Semicon 2.0 and MPMS could generate over 3.6 lakh jobs: Industry
Synopsis
Key Takeaways
Cabinet approvals for Semicon 2.0 and the Mobile Phone Manufacturing Scheme (MPMS) signal a strategic pivot from assembly-led growth toward building a full semiconductor value chain in India, with industry bodies projecting the two schemes could collectively create over 3.6 lakh jobs. The announcements, welcomed by leading electronics and semiconductor associations, are being described as among the most consequential industrial policy moves of the decade.
What the Two Schemes Commit
Semicon 2.0 carries a committed outlay of ₹1,27,500 crore, while the MPMS is backed by ₹62,500 crore. Together, they aim to move India decisively beyond the role of a low-cost assembly destination. According to industry bodies, Semicon 2.0 alone could attract $40–50 billion in fresh investment and generate 2–3 lakh high-skilled jobs. The MPMS, meanwhile, is projected to nearly double cumulative mobile phone production to approximately ₹39 lakh crore and cumulative exports to around ₹15 lakh crore, while adding 60,000 direct jobs.
Semiconductor Industry Response
The India Electronics and Semiconductor Association (IESA) noted that Phase 1 of India's semiconductor push had already helped secure more than $20 billion in announced semiconductor projects. Phase 2, the association said, places greater emphasis on fabs, advanced packaging, design, research and development, talent development, and equipment and materials — areas considered essential for long-term competitiveness.
'With several OSAT projects already under implementation and entering production, Phase 2 rightly places greater emphasis on semiconductor fabs, while continuing strong support for advanced packaging, thereby creating a balanced and future-ready semiconductor ecosystem,' IESA said in a statement.
Ashok Chandak, President of IESA and SEMI India, said: 'SEMICON 2.0 marks a decisive step in India's journey from policy intent to execution at scale. Phase 1 established India's credibility and phase 2 will build long-term capability.' Chandak also pointed to worldwide semiconductor manufacturing equipment spending expected to reach nearly $230 billion by 2028, positioning India to capture a share of that wave.
Mobile Manufacturing: From Assembly Hub to Innovation Base
Pankaj Mohindroo, Chairman of the India Cellular and Electronics Association (ICEA), welcomed the policy continuity, saying ISM 2.0's focus on design, R&D, capital goods, and skills will help India become a 'skill capital' for the global semiconductor industry. 'ISM 2.0 can bring together manufacturing, supply chain, innovation and human capital to build a globally competitive semiconductor ecosystem,' he said.

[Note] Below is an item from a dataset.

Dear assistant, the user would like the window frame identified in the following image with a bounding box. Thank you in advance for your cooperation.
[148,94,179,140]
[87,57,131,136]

Ashok Gupta, Chairman of Optiemus Electronics Limited (OEL), called the MPMS 'a landmark policy intervention' that will build on the success of the Production-Linked Incentive (PLI) programme. 'The approval of the Mobile Phone Manufacturing Scheme (MPMS) is a landmark policy intervention that will build on the success of the PLI programme and accelerate India's transition from a mobile assembly hub to a globally competitive manufacturing and innovation powerhouse,' Gupta said. He added that the scheme provides long-term policy certainty for fresh investments and fosters indigenous technology development.
Broader Context and What Comes Next
This comes amid intensifying global competition for semiconductor supply chain dominance, with the United States, the European Union, Japan, and South Korea all deploying large-scale incentive programmes. India's Phase 1 semiconductor initiative drew criticism for slow execution, but the commissioning of early OSAT facilities has lent Phase 2 credibility it otherwise might not have enjoyed. Notably, the combined outlay of nearly ₹1.9 lakh crore across both schemes represents one of the largest technology manufacturing commitments in India's post-liberalisation history. Sectoral guidelines and disbursement timelines are awaited, and industry observers will watch closely whether execution matches the ambition of the headline numbers.